Archive for September, 2014

The last time I wrote about the second vision of existence — the kinship vision — I described its emergence in largely practical terms. I suggested that it became necessary when our earliest ancestors, having acquired the useful ability to create mental maps of their surroundings in space and time, began to flourish and spread out in all directions.

As the human community expanded, the kinship vision made it possible for the members of different bands to continue perceiving one another as family rather than as strangers. The Neanderthals never managed that trick, but our own ancestors did. I would guess this occurred around 340,000 years ago, when the ending of an ice age had opened up new territories.

Two elements went into the making of the kinship vision.

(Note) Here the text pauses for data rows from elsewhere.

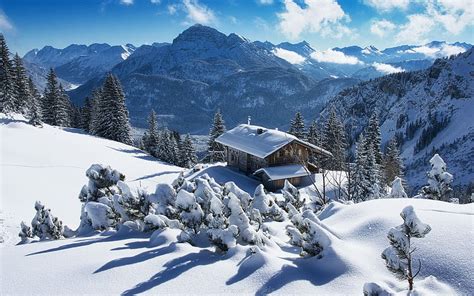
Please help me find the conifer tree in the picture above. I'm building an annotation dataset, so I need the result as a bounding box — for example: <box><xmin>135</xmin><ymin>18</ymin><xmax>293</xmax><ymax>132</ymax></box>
<box><xmin>180</xmin><ymin>134</ymin><xmax>198</xmax><ymax>168</ymax></box>
<box><xmin>384</xmin><ymin>138</ymin><xmax>404</xmax><ymax>186</ymax></box>
<box><xmin>0</xmin><ymin>34</ymin><xmax>16</xmax><ymax>113</ymax></box>
<box><xmin>80</xmin><ymin>97</ymin><xmax>93</xmax><ymax>132</ymax></box>
<box><xmin>27</xmin><ymin>77</ymin><xmax>42</xmax><ymax>126</ymax></box>
<box><xmin>208</xmin><ymin>109</ymin><xmax>226</xmax><ymax>162</ymax></box>
<box><xmin>351</xmin><ymin>134</ymin><xmax>368</xmax><ymax>202</ymax></box>
<box><xmin>289</xmin><ymin>112</ymin><xmax>306</xmax><ymax>139</ymax></box>
<box><xmin>420</xmin><ymin>154</ymin><xmax>453</xmax><ymax>201</ymax></box>
<box><xmin>43</xmin><ymin>69</ymin><xmax>70</xmax><ymax>126</ymax></box>
<box><xmin>381</xmin><ymin>206</ymin><xmax>431</xmax><ymax>291</ymax></box>
<box><xmin>306</xmin><ymin>120</ymin><xmax>319</xmax><ymax>146</ymax></box>
<box><xmin>143</xmin><ymin>110</ymin><xmax>159</xmax><ymax>156</ymax></box>
<box><xmin>322</xmin><ymin>108</ymin><xmax>347</xmax><ymax>170</ymax></box>
<box><xmin>366</xmin><ymin>113</ymin><xmax>383</xmax><ymax>165</ymax></box>
<box><xmin>88</xmin><ymin>88</ymin><xmax>102</xmax><ymax>134</ymax></box>
<box><xmin>12</xmin><ymin>53</ymin><xmax>30</xmax><ymax>114</ymax></box>
<box><xmin>93</xmin><ymin>74</ymin><xmax>132</xmax><ymax>145</ymax></box>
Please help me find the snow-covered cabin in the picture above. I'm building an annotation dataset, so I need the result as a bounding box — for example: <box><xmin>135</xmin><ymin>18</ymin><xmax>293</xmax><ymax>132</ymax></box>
<box><xmin>216</xmin><ymin>124</ymin><xmax>332</xmax><ymax>191</ymax></box>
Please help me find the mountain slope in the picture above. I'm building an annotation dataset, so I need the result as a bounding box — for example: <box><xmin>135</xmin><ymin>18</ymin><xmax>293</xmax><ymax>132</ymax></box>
<box><xmin>321</xmin><ymin>49</ymin><xmax>474</xmax><ymax>189</ymax></box>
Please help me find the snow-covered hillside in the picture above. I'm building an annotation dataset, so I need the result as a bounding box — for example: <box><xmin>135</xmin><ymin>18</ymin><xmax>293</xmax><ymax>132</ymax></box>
<box><xmin>1</xmin><ymin>115</ymin><xmax>473</xmax><ymax>295</ymax></box>
<box><xmin>322</xmin><ymin>48</ymin><xmax>474</xmax><ymax>190</ymax></box>
<box><xmin>0</xmin><ymin>114</ymin><xmax>182</xmax><ymax>244</ymax></box>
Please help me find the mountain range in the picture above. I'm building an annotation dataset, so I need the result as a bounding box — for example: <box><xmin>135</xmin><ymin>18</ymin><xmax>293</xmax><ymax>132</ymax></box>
<box><xmin>23</xmin><ymin>25</ymin><xmax>471</xmax><ymax>133</ymax></box>
<box><xmin>21</xmin><ymin>24</ymin><xmax>473</xmax><ymax>189</ymax></box>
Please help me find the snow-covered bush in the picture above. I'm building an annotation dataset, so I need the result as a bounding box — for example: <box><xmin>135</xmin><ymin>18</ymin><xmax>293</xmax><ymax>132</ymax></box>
<box><xmin>286</xmin><ymin>209</ymin><xmax>331</xmax><ymax>257</ymax></box>
<box><xmin>281</xmin><ymin>180</ymin><xmax>305</xmax><ymax>209</ymax></box>
<box><xmin>420</xmin><ymin>154</ymin><xmax>453</xmax><ymax>201</ymax></box>
<box><xmin>19</xmin><ymin>201</ymin><xmax>65</xmax><ymax>243</ymax></box>
<box><xmin>363</xmin><ymin>282</ymin><xmax>393</xmax><ymax>296</ymax></box>
<box><xmin>389</xmin><ymin>177</ymin><xmax>408</xmax><ymax>198</ymax></box>
<box><xmin>175</xmin><ymin>189</ymin><xmax>204</xmax><ymax>233</ymax></box>
<box><xmin>149</xmin><ymin>183</ymin><xmax>178</xmax><ymax>217</ymax></box>
<box><xmin>251</xmin><ymin>185</ymin><xmax>285</xmax><ymax>221</ymax></box>
<box><xmin>381</xmin><ymin>205</ymin><xmax>431</xmax><ymax>291</ymax></box>
<box><xmin>223</xmin><ymin>181</ymin><xmax>252</xmax><ymax>212</ymax></box>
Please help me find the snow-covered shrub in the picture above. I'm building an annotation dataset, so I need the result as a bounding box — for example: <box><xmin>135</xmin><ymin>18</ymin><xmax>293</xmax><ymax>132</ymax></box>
<box><xmin>18</xmin><ymin>221</ymin><xmax>33</xmax><ymax>244</ymax></box>
<box><xmin>363</xmin><ymin>282</ymin><xmax>393</xmax><ymax>296</ymax></box>
<box><xmin>20</xmin><ymin>201</ymin><xmax>65</xmax><ymax>242</ymax></box>
<box><xmin>420</xmin><ymin>154</ymin><xmax>453</xmax><ymax>201</ymax></box>
<box><xmin>149</xmin><ymin>183</ymin><xmax>178</xmax><ymax>217</ymax></box>
<box><xmin>207</xmin><ymin>226</ymin><xmax>238</xmax><ymax>252</ymax></box>
<box><xmin>251</xmin><ymin>185</ymin><xmax>285</xmax><ymax>221</ymax></box>
<box><xmin>389</xmin><ymin>177</ymin><xmax>408</xmax><ymax>198</ymax></box>
<box><xmin>84</xmin><ymin>202</ymin><xmax>118</xmax><ymax>230</ymax></box>
<box><xmin>223</xmin><ymin>181</ymin><xmax>252</xmax><ymax>212</ymax></box>
<box><xmin>79</xmin><ymin>164</ymin><xmax>124</xmax><ymax>202</ymax></box>
<box><xmin>281</xmin><ymin>180</ymin><xmax>305</xmax><ymax>209</ymax></box>
<box><xmin>175</xmin><ymin>189</ymin><xmax>204</xmax><ymax>233</ymax></box>
<box><xmin>286</xmin><ymin>210</ymin><xmax>331</xmax><ymax>257</ymax></box>
<box><xmin>228</xmin><ymin>193</ymin><xmax>266</xmax><ymax>246</ymax></box>
<box><xmin>381</xmin><ymin>205</ymin><xmax>431</xmax><ymax>291</ymax></box>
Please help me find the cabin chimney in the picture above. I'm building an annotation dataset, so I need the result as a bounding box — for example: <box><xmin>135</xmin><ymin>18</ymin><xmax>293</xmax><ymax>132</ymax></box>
<box><xmin>247</xmin><ymin>116</ymin><xmax>251</xmax><ymax>125</ymax></box>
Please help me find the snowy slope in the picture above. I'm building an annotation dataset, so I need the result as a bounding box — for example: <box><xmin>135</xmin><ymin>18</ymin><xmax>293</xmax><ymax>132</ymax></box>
<box><xmin>0</xmin><ymin>114</ymin><xmax>182</xmax><ymax>245</ymax></box>
<box><xmin>1</xmin><ymin>115</ymin><xmax>473</xmax><ymax>295</ymax></box>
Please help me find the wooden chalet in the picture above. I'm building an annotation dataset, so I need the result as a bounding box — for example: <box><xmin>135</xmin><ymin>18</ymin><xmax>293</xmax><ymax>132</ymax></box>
<box><xmin>215</xmin><ymin>124</ymin><xmax>332</xmax><ymax>191</ymax></box>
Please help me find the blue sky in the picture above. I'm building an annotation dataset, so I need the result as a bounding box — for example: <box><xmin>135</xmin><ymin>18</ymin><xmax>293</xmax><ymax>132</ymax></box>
<box><xmin>1</xmin><ymin>0</ymin><xmax>473</xmax><ymax>55</ymax></box>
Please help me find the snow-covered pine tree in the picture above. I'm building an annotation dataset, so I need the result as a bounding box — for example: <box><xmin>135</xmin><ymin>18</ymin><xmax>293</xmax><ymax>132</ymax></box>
<box><xmin>12</xmin><ymin>54</ymin><xmax>30</xmax><ymax>114</ymax></box>
<box><xmin>88</xmin><ymin>88</ymin><xmax>102</xmax><ymax>134</ymax></box>
<box><xmin>288</xmin><ymin>111</ymin><xmax>306</xmax><ymax>139</ymax></box>
<box><xmin>381</xmin><ymin>206</ymin><xmax>431</xmax><ymax>291</ymax></box>
<box><xmin>57</xmin><ymin>84</ymin><xmax>72</xmax><ymax>127</ymax></box>
<box><xmin>207</xmin><ymin>109</ymin><xmax>226</xmax><ymax>162</ymax></box>
<box><xmin>420</xmin><ymin>154</ymin><xmax>453</xmax><ymax>201</ymax></box>
<box><xmin>389</xmin><ymin>177</ymin><xmax>408</xmax><ymax>198</ymax></box>
<box><xmin>322</xmin><ymin>108</ymin><xmax>347</xmax><ymax>170</ymax></box>
<box><xmin>30</xmin><ymin>201</ymin><xmax>64</xmax><ymax>240</ymax></box>
<box><xmin>383</xmin><ymin>137</ymin><xmax>404</xmax><ymax>186</ymax></box>
<box><xmin>180</xmin><ymin>134</ymin><xmax>198</xmax><ymax>168</ymax></box>
<box><xmin>42</xmin><ymin>69</ymin><xmax>70</xmax><ymax>126</ymax></box>
<box><xmin>351</xmin><ymin>134</ymin><xmax>368</xmax><ymax>202</ymax></box>
<box><xmin>0</xmin><ymin>34</ymin><xmax>16</xmax><ymax>114</ymax></box>
<box><xmin>306</xmin><ymin>120</ymin><xmax>319</xmax><ymax>146</ymax></box>
<box><xmin>143</xmin><ymin>109</ymin><xmax>159</xmax><ymax>156</ymax></box>
<box><xmin>27</xmin><ymin>77</ymin><xmax>42</xmax><ymax>126</ymax></box>
<box><xmin>93</xmin><ymin>74</ymin><xmax>133</xmax><ymax>145</ymax></box>
<box><xmin>80</xmin><ymin>96</ymin><xmax>93</xmax><ymax>132</ymax></box>
<box><xmin>366</xmin><ymin>112</ymin><xmax>383</xmax><ymax>166</ymax></box>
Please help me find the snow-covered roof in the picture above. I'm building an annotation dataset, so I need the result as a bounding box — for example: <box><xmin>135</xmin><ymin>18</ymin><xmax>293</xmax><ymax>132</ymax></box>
<box><xmin>216</xmin><ymin>124</ymin><xmax>332</xmax><ymax>159</ymax></box>
<box><xmin>254</xmin><ymin>164</ymin><xmax>309</xmax><ymax>180</ymax></box>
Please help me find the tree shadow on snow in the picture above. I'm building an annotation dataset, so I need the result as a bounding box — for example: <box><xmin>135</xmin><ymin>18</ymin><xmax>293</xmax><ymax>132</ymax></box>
<box><xmin>255</xmin><ymin>252</ymin><xmax>347</xmax><ymax>296</ymax></box>
<box><xmin>26</xmin><ymin>232</ymin><xmax>148</xmax><ymax>256</ymax></box>
<box><xmin>121</xmin><ymin>250</ymin><xmax>229</xmax><ymax>296</ymax></box>
<box><xmin>132</xmin><ymin>171</ymin><xmax>182</xmax><ymax>182</ymax></box>
<box><xmin>94</xmin><ymin>243</ymin><xmax>178</xmax><ymax>274</ymax></box>
<box><xmin>226</xmin><ymin>250</ymin><xmax>266</xmax><ymax>285</ymax></box>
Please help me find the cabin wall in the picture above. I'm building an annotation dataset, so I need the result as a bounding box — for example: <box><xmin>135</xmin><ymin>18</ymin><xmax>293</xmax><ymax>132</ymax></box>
<box><xmin>266</xmin><ymin>142</ymin><xmax>310</xmax><ymax>167</ymax></box>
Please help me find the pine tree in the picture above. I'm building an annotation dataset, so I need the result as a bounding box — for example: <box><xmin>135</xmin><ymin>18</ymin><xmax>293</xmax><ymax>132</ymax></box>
<box><xmin>43</xmin><ymin>69</ymin><xmax>70</xmax><ymax>126</ymax></box>
<box><xmin>12</xmin><ymin>54</ymin><xmax>30</xmax><ymax>114</ymax></box>
<box><xmin>27</xmin><ymin>77</ymin><xmax>42</xmax><ymax>126</ymax></box>
<box><xmin>208</xmin><ymin>109</ymin><xmax>226</xmax><ymax>162</ymax></box>
<box><xmin>420</xmin><ymin>154</ymin><xmax>453</xmax><ymax>201</ymax></box>
<box><xmin>180</xmin><ymin>134</ymin><xmax>198</xmax><ymax>168</ymax></box>
<box><xmin>80</xmin><ymin>97</ymin><xmax>93</xmax><ymax>132</ymax></box>
<box><xmin>351</xmin><ymin>134</ymin><xmax>368</xmax><ymax>202</ymax></box>
<box><xmin>289</xmin><ymin>112</ymin><xmax>306</xmax><ymax>139</ymax></box>
<box><xmin>93</xmin><ymin>74</ymin><xmax>133</xmax><ymax>145</ymax></box>
<box><xmin>0</xmin><ymin>34</ymin><xmax>16</xmax><ymax>113</ymax></box>
<box><xmin>88</xmin><ymin>88</ymin><xmax>102</xmax><ymax>134</ymax></box>
<box><xmin>143</xmin><ymin>110</ymin><xmax>159</xmax><ymax>156</ymax></box>
<box><xmin>384</xmin><ymin>137</ymin><xmax>404</xmax><ymax>186</ymax></box>
<box><xmin>366</xmin><ymin>113</ymin><xmax>383</xmax><ymax>165</ymax></box>
<box><xmin>306</xmin><ymin>120</ymin><xmax>319</xmax><ymax>145</ymax></box>
<box><xmin>381</xmin><ymin>206</ymin><xmax>431</xmax><ymax>291</ymax></box>
<box><xmin>322</xmin><ymin>108</ymin><xmax>347</xmax><ymax>170</ymax></box>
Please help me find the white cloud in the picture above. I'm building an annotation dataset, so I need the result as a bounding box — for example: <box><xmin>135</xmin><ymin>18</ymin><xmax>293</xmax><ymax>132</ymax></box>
<box><xmin>409</xmin><ymin>44</ymin><xmax>466</xmax><ymax>58</ymax></box>
<box><xmin>272</xmin><ymin>48</ymin><xmax>306</xmax><ymax>64</ymax></box>
<box><xmin>395</xmin><ymin>14</ymin><xmax>435</xmax><ymax>44</ymax></box>
<box><xmin>182</xmin><ymin>0</ymin><xmax>216</xmax><ymax>25</ymax></box>
<box><xmin>277</xmin><ymin>0</ymin><xmax>352</xmax><ymax>40</ymax></box>
<box><xmin>120</xmin><ymin>0</ymin><xmax>134</xmax><ymax>5</ymax></box>
<box><xmin>311</xmin><ymin>49</ymin><xmax>362</xmax><ymax>65</ymax></box>
<box><xmin>370</xmin><ymin>19</ymin><xmax>396</xmax><ymax>37</ymax></box>
<box><xmin>257</xmin><ymin>0</ymin><xmax>274</xmax><ymax>5</ymax></box>
<box><xmin>228</xmin><ymin>16</ymin><xmax>238</xmax><ymax>24</ymax></box>
<box><xmin>150</xmin><ymin>0</ymin><xmax>161</xmax><ymax>4</ymax></box>
<box><xmin>254</xmin><ymin>17</ymin><xmax>270</xmax><ymax>32</ymax></box>
<box><xmin>167</xmin><ymin>4</ymin><xmax>178</xmax><ymax>15</ymax></box>
<box><xmin>372</xmin><ymin>62</ymin><xmax>404</xmax><ymax>74</ymax></box>
<box><xmin>363</xmin><ymin>0</ymin><xmax>409</xmax><ymax>12</ymax></box>
<box><xmin>0</xmin><ymin>11</ymin><xmax>13</xmax><ymax>32</ymax></box>
<box><xmin>427</xmin><ymin>0</ymin><xmax>474</xmax><ymax>35</ymax></box>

One was the sense of belonging to a larger whole provided by higher knowledge. The other was a structuring of human relationships using the same mental tools that had previously been applied to the natural world. The basic family roles — mothers and fathers, aunts and uncles, grandmothers and grandfathers — were generalized to encompass more distant relatives. People began assembling mental maps of their own family trees and using those as a basis for action.

At least that’s how I accounted for the origins of the kinship vision two years ago. But at the time, I wasn’t factoring in the underground stream — the magical and occult current of thought that adds an element of the unknown and the uncanny to the otherwise rational and mystical materials of every vision.